Falcon, I’M certainly not going to tell you you’re wrong (nor am I going to tell you I’m offended by your assessment, either – you’re dead-nuts on in that, I think). Henry is EXACTLY that kind of person. What’s sad (and more than a little scary) is that, up to now, it’s worked for him. He’s freaking out right now because it’s NOT working for him with me and, rather than change and adapt (and, you know, LEARN and GROW), he’s trying to duck out.
Michael, while I respect your hesitation to engage Falcon, I have to tell you this: I KNOW Falcon, and I know exactly what he means by this comment. I am a tolerant, open-minded person, and I don’t abide friends who aren’t the same. Falcon is making a valid point in a shocking way – his terminology, though, is appropriate to his point. Henry (as a Polynesian, by the way) was my most outspoken participant when we were discussing Imus and the N-word; his claim was that HE gets to use that word, as a person of color, but that I, as a white woman, can’t. The one African-American in the class was ROLLING her eyes – her contention was that the kind of people – black OR white – who use that word are, really, exactly the kinds of people that Falcon describes – those who use race as an excuse for bad behavior.
Henry’s not so much treating college as summer camp (I’ve got a few of those – Organic Mama’s and my shared student qualifies as one, I think); he really believes – truly, I don’t think it’s an act – that he’s doing quality work and that I’m being discriminatory and disrespectful of him because of who he is. Regardless of his attitude – whether he blows the whole thing off or is under the delusion that he’s demonstrating evidence of complex thinking – he’s still not interested in engaging with me when I try to offer up suggestions to make the work that he IS doing better (read: coherent).

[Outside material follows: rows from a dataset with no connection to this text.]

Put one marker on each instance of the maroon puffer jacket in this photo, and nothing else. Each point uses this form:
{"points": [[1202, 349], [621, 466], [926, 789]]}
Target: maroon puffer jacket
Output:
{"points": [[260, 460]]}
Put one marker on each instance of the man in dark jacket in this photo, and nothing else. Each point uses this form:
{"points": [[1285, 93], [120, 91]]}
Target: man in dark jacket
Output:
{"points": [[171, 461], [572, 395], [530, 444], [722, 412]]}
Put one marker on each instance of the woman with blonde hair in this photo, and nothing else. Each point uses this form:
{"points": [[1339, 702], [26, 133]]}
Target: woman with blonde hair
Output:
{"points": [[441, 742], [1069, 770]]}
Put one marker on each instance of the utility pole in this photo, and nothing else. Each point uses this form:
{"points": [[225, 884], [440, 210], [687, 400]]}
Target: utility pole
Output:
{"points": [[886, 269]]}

Kizz, I don’t doubt he was talking to his father, but I can’t BEGIN to dream that he’s doing as well as he claims at Local U. *I* graduated from Local U and, while there WERE some classes that your average tree toad could pass with a C, there were more that I, as a relatively intelligent woman with a Yankee work ethic, had to bust ass to complete well. I know for a goddamned FACT he’s not nailing his ENGLISH classes – there’s not a professor in that building who would put up with the incoherent babble I’m getting from him. “He uses history a as crutch,” indeed!
And it was SO hard to not confront him yesterday. It was really all I could do to maintain some semblance of professionalism….
Kate, I don’t mind at all that you’ve brought this up; I think it’s important to be clear about this stuff. I’m perfectly willing to allow for the possibility that Henry was being profiled (far more willing than he is to allow for the possibility that he wasn’t). His comportment is such that he almost invites that kind of attention, however, and I’m trying to get him to understand that taking his education seriously – which means being able to employ some metacognition and self-analysis to recognize when behaviors, habits and patterns no longer serve him and being willing and able to change – might take some of that negative attention away from him. Yes, people of color – even well dressed, educated, eloquent people of color – are profiled. What I’m saying is that if he doesn’t want to be the center of that kind of negative attention, he should stop blatantly asking for it.